Öğleden sonra, akşama kadar. Uğur Güçlü'nün ilk filmindeki ilk gün çalışmalarını izledik. Asistan Zühal Üstüntaş, «Çok istidatlı bir artist namzedi,» diye fikrini belirtti ve «Bir yeni oyuncunun Ülkü Erakalın ile işe başlaması talih sayılır. Çünkü, Ülkü yumuşak, rahat ve oyuncuyu istediği atmosfere, hiç sinirlenmeden, sokan rejisörlerin başında gelir,» dedi.



Gerçekten, set arasındaki dinlenmelerde konuştuğumuz Uğur Güçlü, «Sinemaya bu kadar çabuk ve kolay uyacağımı sanmıyor, korkuyordum. Ülkü Erakalın sayesinde korkum dağıldı, kendime güven geldi. Başarmanın sevinci içindeyim,» diyor, Uğur Güçlü'nün bu sözlerini dinleyen Nil Kutval şunları söylüyordu: «Ben de yakında Arzu Film firmasında bir balerinin hayatını anlatan fime başlıyorum. Ama benim heyecanım henüz geçmedi!»

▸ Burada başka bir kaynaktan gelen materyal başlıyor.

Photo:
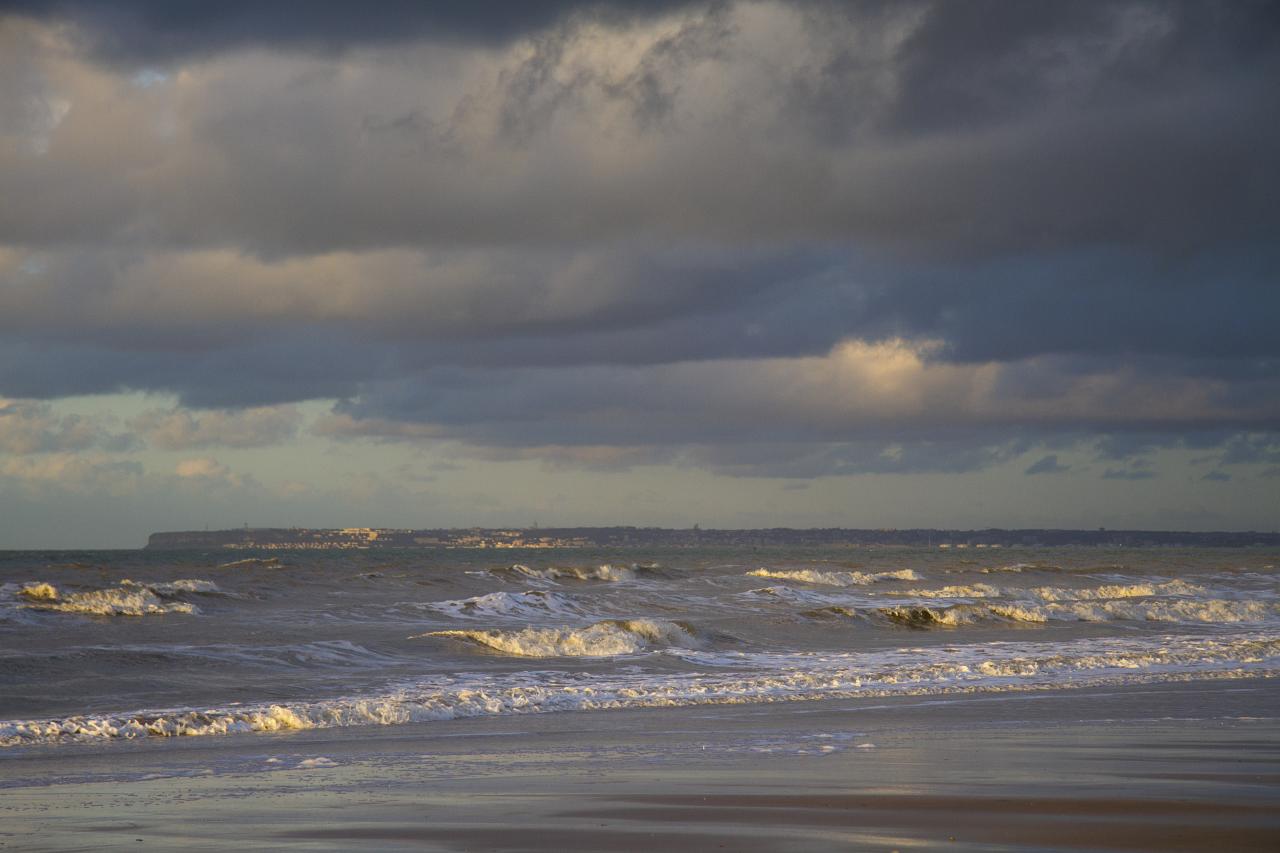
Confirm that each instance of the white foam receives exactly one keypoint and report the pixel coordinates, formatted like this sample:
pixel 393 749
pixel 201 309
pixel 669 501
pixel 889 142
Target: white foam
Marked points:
pixel 506 605
pixel 119 601
pixel 602 639
pixel 604 571
pixel 1116 591
pixel 170 588
pixel 965 591
pixel 752 678
pixel 248 562
pixel 959 615
pixel 835 578
pixel 39 592
pixel 1174 610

Bu arada rejisör Ülkü Erakalın bize film hakkında bilgi verdi:

- «Uğur Güçlü'nün, filmde, ilk sevgilisi Zeynep Aksu. Ondan bir çocuğu olur: Ömercik... Fakat Uğur, Zeynep'i terk edip gittiği için çocuğu olduğunu bilmez. Ömercik, gazete satarak annesine bakar. Uğur, zengin bir kız olan Sezer Güvenirgil ile evlenir. Fakat, Zeynep'in halini gören Sezer, ona karşı merhamet duyar, ikisinin arasından, intihar ederek, çekilir.»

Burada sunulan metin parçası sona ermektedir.